Por Marino Baez

El Covid-19 es una enfermedad que desde el punto de vista médico podría curarse, sin embargo, son millones las personas que tienen sus reservas en cuanto a la efectividad de una vacuna que pueda controlar o erradicar con inmediatez el virus, debido a los rumores sobre si la misma es para reducir la población a nivel macro o sanar a los infectados.

Si retomamos las predicciones hechas en el 2015 por el cofundador de Microsoft, Bill Gates, en un escenario de Vancouver, Canadá, en esa oportunidad el magnate no habló de un apocalipsis atómico, sino de lo que él vaticinaba sería el próximo gran riesgo de una catástrofe global: una pandemia causada por un virus altamente infeccioso que se propagaría rápidamente por todo el mundo y contra el cual no estaríamos listos para luchar. 

En esa oportunidad el millonario pronosticó: “Lo que le espera al mundo es el umbral de una Tercera Guerra Mundial, “no de combate al enemigo con misiles, sino más bien con microbios”. Hoy en día nos miramos al espejo y en vez de vernos el rostro reflejamos un escenario donde todo el ser humano se siente atemorizado y ha perdido los valores que nos inculcaron en nuestra casa paterna, en la escuela, como el saludo, el abrazo y el beso, conminados a vivir con las caras tapadas y distanciados de los amigos.

Al disertar ante un público compuesto por miles de personas ligadas a la tecnología, Bill Gates dictó su charla TED en el contexto de la epidemia del ébola que, entre 2014 y 2016, terminó con las vidas de unas 10.000 personas y azotó al África Occidental antes de extenderse limitadamente a otros países, incluyendo Estados Unidos, Italia y España. Ahora bien, ¿Por qué Gates enfoca su conferencia en los virus cuando es un creador de software, no así un epidemiólogo?, en contraposición la tecnología no tiene ninguna relación con la creatividad de una vacuna que sirva como cordón umbilical para contrarrestar una pandemia como el Coronavirus.

Al futuro de la población mundial se le está dando forma desde el mismo momento en que Gates pronunció su charla TED (Tecnología, Entretenimiento y Diseño), dirigida estratégicamente a reducir la población con el uso de la vacuna que de acuerdo con las denuncias de reconocidos científicos de la medicina podría significar una catástrofe peor que las secuelas de muertos provocadas por las guerras.

Nos embargamos en el adendum de la tecnología acogiéndonos a las estrategias y propuestas, tal como coincide la mayoría de los científicos, al señalar que “en la próxima década veremos inventos tecnológicos más revolucionarios que todos los que ha producido la humanidad desde la invención de la rueda alrededor del año 3500 antes de Cristo” (Crear o Morir, Andrés Oppenheimer). El motivo es que la ciencia y la tecnología están creciendo de forma exponencial: cada vez más rápido, sin embargo, el mundo está viviendo una catástrofe de muertes e infección sin encontrar una solución inmediata para contrarrestar el virus, excepto una vacuna fabricada al vapor por profesionales de laboratorios.

A mediados de los años 2020, 2025 hasta el 2050, en el mundo se producirían tantos cambios que los aviones no serían volados por pilotos, mientras que a los pacientes se les introduciría un chip en su cuerpo para que no tengan que ir al médico y hasta las prendas de vestir y los platos donde se sirve la comida tendrán en su interior el arma mortífera de la tecnología, como dice el escritor de Crear o Morir, publicado en el 2014 por el periodista Oppenheimer.

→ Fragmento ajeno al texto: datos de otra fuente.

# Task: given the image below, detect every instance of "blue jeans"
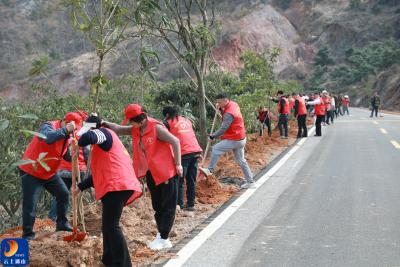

Los gobiernos del mundo utilizan la estrategia de la combinación para “combatir el Coronavirus” y han promediado vacunar en el próximo diciembre diez millones de personas. Precisamente, en su charla TED, el magnate Bill Gates predijo que con la pandemia registrada a final del 2019 morirían más de 10 millones de seres humanos.

Roberto Petrella, médico italiano, considera que la vacuna contra Covid-19 “es un programa de exterminio social de la sociedad”, al considerar que la vacuna tiene consigo un chip de seguimiento a todos aquellos que las reciban en sus cuerpos que será influenciable y terminará con su ciclo de vida a corto plazo. 

En los últimos meses he recibido cientos de mensajes provenientes de personas que ni siquiera conozco, quienes cuestionan el uso de la vacuna contra el virus, por lo que hace unos días visité mi médico de cabecera (me reservo el nombre) y me atreví a preguntarle lo siguiente: Doctor, ¿cuáles son sus consideraciones sobre el uso de la vacuna contra el Covid-19? ¿Es para sanar o reducir a la población?, Sin mediar palabras me respondió: Mira, “cuando sale al mercado un celular, no soy el primero ni el último en comprarlo, con relación a la vacuna no seré ni el primero ni el último en ponérmela, porque tengo mis reservas”.